Almanya’da yapılan ölçümler, yeryüzü sıcaklığının 2 dereceden fazla artmış olduğunu gösteriyor. 2018’in ilk 10 ayındaki ölçümlerde, Almanya’daki ısınmanın ilk ölçümlerin yapıldığı 1881 yılına oranla 2,2 derece arttığı sonucu çıktı.
Alman meteoroloji kurumunun verilerine göre, yılın ilk 10 ayındaki ortalama sıcaklık 11,6 derece idi.
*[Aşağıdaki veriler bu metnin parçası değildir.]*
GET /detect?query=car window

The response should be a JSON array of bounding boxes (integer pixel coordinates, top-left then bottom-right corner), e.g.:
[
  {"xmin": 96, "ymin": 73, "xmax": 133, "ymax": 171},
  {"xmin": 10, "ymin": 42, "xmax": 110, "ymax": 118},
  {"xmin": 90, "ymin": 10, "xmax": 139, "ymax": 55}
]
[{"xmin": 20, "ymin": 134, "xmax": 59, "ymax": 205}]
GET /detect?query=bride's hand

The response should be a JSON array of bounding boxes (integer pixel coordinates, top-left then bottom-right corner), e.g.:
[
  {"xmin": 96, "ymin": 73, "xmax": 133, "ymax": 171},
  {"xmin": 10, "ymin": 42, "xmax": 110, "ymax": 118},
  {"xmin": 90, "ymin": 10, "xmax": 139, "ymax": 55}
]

Bu ise 1881’deki 9,4 derece sıcaklığın oldukça üstünde.
Almanya’da geniş çaplı yeryüzü sıcaklık ölçümleri ilk olarak 1881 yılında yapılmıştı.
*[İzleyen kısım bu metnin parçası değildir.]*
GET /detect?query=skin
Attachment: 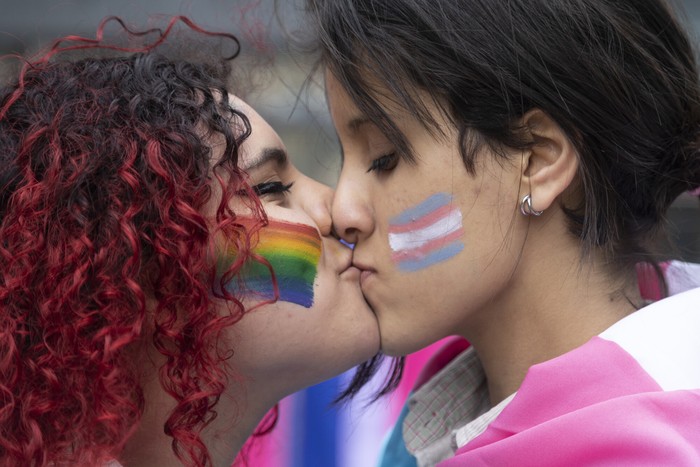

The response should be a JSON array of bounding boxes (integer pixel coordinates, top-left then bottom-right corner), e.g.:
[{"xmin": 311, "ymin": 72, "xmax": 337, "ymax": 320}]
[
  {"xmin": 326, "ymin": 73, "xmax": 639, "ymax": 404},
  {"xmin": 122, "ymin": 98, "xmax": 379, "ymax": 467}
]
Küresel çaptaki sıcaklığın 2 derece ile sınırlandırılmaması halinde dünyanın birçok bölgesinde iklimsel değişikliklerin meydana geleceği tahmin ediliyor. Bu değişiklikler nedeniyle eriyecek olan buzulların okyanus seviyelerini yükselteceği hesaplanıyor.
İklimsel değişikliklerin yüz milyonlarca insanın hayatını doğrudan etkileyecek felaketlere yol açacağı öngörülüyor. Özellikle ada ülkeleri ile okyanus kıyılarındaki şehirlerin büyük zarar görmesine yol açacak iklimsel değişiklikler, yüz milyonlarca insanın ‘iklim mültecisi’ durumuna düşmesine de neden olacak.
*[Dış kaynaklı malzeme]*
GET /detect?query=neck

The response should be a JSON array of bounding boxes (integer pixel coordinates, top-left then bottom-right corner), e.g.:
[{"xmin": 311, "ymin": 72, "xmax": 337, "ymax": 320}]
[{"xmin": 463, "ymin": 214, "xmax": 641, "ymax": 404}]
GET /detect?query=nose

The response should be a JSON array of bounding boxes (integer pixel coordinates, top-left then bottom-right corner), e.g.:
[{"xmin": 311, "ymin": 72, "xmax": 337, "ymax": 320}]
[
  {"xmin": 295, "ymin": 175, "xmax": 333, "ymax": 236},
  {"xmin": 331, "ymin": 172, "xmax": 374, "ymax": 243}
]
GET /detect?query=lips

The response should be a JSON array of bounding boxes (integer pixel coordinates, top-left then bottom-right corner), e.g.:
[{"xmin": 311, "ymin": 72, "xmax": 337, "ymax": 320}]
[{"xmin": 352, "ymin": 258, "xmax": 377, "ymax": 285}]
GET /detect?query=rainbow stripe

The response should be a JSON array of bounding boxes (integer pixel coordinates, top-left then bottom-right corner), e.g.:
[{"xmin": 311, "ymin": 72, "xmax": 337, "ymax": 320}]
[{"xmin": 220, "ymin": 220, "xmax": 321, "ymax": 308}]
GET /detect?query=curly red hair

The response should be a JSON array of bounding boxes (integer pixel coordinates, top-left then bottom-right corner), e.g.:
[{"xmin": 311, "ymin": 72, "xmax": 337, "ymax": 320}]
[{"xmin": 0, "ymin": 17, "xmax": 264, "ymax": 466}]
BM İklim Anlaşması, ABD Başkanı Donald Trump’ın geri çekilme kararı nedeniyle ciddi bir belirsizlikle karşı karşıya. Anlaşmanın küresel ısınmaya yol açan sera etkili gaz salınımlarını azaltma noktasında dünya ülkelerine herhangi bir caydırıcı önlem getirmemesi de zayıf noktalarından biri olarak duruyor.